"Jesteśmy świadomi zaniepokojenia związanego z serialem "Iwan Groźny z Treblinki" i pilnie przyglądamy się sprawie" - oświadczył rzecznik Netflixa po liście premiera Mateusza Morawieckiego w sprawie ukazanych w produkcji nieścisłości historycznych.

REKLAMA

Słowa rzecznika z oświadczenia przesłanego mailem przywołuje amerykański dziennik "Washington Post".

Historyczne nieścisłości w produkcji Netflixa

Wcześniej premier Morawiecki napisał list do szefa tej platformy Reeda Hastingsa w związku z nieścisłościami historycznymi w serialu "Iwan Groźny z Treblinki". Podkreślił, że ukazana w nim mapa Polski z zaznaczonymi obozami zagłady wprowadza w błąd i jest pisaniem historii na nowo.
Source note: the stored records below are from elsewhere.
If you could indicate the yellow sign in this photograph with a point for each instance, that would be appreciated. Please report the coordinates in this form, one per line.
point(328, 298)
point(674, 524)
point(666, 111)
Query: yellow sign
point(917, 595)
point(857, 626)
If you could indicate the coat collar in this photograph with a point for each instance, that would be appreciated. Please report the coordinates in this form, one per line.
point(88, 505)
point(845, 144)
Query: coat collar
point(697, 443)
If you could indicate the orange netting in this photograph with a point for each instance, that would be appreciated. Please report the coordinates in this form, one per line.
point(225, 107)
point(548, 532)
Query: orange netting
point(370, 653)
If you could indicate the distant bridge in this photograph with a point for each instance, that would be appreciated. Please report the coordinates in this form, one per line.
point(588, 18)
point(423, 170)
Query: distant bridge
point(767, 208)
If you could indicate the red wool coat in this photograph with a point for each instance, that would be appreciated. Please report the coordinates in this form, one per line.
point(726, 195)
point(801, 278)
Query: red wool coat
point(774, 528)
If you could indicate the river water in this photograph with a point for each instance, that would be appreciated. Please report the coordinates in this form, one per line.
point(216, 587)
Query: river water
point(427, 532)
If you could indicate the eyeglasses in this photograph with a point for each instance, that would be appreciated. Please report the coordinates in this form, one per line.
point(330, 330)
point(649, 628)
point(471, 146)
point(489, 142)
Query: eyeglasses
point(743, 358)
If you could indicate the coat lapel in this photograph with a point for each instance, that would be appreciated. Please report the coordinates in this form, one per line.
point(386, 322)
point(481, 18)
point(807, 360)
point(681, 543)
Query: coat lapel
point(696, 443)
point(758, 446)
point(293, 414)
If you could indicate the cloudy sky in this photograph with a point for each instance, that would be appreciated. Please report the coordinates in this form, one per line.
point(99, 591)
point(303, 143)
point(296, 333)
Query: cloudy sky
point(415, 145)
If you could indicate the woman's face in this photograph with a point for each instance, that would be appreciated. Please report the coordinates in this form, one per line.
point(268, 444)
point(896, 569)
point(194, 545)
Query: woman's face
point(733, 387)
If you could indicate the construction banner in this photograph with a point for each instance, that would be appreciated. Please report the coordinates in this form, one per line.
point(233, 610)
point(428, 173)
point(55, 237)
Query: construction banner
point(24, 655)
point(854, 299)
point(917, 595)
Premier liczy na poprawę błędu lub poinformowanie o nim widzów.

Być może dla ich twórców to mało znaczące pomyłki, ale są bardzo krzywdzące dla Polski i naszym zadaniem jest stanowczo zareagować. Mam nadzieję, że moje argumenty spotkają się ze zrozumieniem osób zarządzających Netflixem - wskazał szef rządu w Warszawie.
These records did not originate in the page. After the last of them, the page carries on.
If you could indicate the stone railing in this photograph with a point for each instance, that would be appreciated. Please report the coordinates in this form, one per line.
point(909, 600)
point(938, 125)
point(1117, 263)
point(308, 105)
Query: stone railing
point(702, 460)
Miniserial dokumentalny "Iwan Groźny z Treblinki" (oryginalny tytuł: "The Devil Next Door") opowiada o Iwanie Demianiuku, strażniku niemieckiego nazistowskiego obozu zagłady w Treblince podczas II wojny światowej. W pierwszym odcinku serialu pokazano mapę Polski w dzisiejszych granicach z zaznaczonymi obozami zagłady, m.in. Auschwitz, Sobiborem, Treblinką i Płaszowem. Na amerykańską produkcję zareagował m.in. polski MSZ.